In the '70s, the daughter will dominate the screen far more successfully than the father did in the '30s, '40s, '50s or '60s. Her bony body and lean, clean features can attack grin or grim pictures with equal ease. She has performed in period, contemporary and science fiction with total facility. Her speech still smacks of elocution lessons, but her throat thrums with conviction.
She is all by herself, a vindication of the maligned Method acting that Henry puts down as "crap."

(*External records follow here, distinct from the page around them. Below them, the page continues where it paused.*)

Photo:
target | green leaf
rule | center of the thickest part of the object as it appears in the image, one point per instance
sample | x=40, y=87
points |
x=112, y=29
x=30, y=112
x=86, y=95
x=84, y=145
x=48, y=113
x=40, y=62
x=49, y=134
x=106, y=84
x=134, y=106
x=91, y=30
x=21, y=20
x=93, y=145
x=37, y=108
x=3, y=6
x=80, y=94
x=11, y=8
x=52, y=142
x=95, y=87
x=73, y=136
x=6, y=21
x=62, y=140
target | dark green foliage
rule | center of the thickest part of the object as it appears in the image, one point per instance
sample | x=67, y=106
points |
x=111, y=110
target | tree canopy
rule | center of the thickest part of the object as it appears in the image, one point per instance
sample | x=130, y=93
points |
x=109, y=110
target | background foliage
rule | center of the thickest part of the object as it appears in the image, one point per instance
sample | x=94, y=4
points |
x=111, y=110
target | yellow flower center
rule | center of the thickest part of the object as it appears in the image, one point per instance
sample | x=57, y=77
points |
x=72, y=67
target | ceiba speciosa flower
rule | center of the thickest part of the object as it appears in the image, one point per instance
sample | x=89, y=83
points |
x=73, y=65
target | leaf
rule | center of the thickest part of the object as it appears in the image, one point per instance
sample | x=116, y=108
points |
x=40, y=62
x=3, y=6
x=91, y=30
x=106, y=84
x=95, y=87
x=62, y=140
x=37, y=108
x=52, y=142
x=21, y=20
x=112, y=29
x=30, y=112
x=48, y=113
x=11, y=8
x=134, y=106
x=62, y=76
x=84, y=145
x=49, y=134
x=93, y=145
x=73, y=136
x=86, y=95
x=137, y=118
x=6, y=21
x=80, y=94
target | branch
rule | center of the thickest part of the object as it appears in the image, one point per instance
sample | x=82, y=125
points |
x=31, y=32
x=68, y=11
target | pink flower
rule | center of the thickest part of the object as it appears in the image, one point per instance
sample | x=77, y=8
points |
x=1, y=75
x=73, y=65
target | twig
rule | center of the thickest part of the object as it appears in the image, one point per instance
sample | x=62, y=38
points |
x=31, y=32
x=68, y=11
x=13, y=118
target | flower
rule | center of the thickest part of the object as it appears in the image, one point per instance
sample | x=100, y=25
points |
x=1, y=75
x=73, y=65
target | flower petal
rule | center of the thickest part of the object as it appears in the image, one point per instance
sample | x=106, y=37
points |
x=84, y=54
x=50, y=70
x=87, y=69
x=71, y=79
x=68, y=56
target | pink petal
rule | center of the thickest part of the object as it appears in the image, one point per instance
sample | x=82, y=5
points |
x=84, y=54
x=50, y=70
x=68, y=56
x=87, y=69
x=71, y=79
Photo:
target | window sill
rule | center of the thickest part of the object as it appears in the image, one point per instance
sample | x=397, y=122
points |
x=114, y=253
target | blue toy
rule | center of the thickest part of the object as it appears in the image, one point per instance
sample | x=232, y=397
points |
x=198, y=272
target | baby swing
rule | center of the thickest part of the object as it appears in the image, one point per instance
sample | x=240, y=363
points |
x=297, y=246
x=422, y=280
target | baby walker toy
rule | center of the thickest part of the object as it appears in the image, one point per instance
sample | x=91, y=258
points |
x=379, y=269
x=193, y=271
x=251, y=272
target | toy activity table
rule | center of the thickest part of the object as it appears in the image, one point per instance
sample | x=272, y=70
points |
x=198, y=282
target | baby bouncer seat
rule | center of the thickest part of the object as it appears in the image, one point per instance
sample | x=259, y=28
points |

Waiting Out the Rain Even so, she may not be the greatest Fonda. It has taken Peter the longest to establish priorities, to coincide his in- telligence and his energy. He still guns his emotional engine too loud, and the exhaust from his pronunciamentos of ten obscures the man. "Peter has made a career of not being repressed," says Susan Blanchard. But the career has gone from bullying waste to something measurable. His scenario for Easy Rider was sometimes self-indulgent. Its villains were as exaggerated and snarling as the overdrawn wrongos of his Dad's old oaters, and its bloody ending reminiscent of the Emperor Nero's desire to attend his own funeral. Today Peter has evolved an elaborate ambiguity to justify its action-comic wanderers, Wyatt and Billy, and the mindless violence of their redneck antagonists. "Dennis Hopper and I represent a complete misunderstanding of what freedom's all about," he claims. "Both concepts are untenable, whether it's scoring and wanting to retire to Florida and ride around on your chopper, or whether it's just making money off of people."
The family belligerent has turned his hostility outward—toward the System. He has established a modest production office—where he arrives anonymously in a Volkswagen. His movie company, Pando, forbids the word star. "We have other words that concern us," he boasts. "We will make documentary films designed to overthrow the church, Mom, Dad and fashion in general." Such projects are unlikely to feature Henry—and possibly not even Jane. But then the family similarity is marbled with varied outlooks and insights. They are not yet the new Barrymores. "We're not a theatrical family," insists Peter. "Someone else may think of us like that, but my father is Henry Fonda, a peculiar, incredible person on his own. My sister is Jane Fonda, but she could be Jane Seymour, see, and she on her own is incredible. And I'm Peter Fonda. I could be Peter Henry and still be doing my number."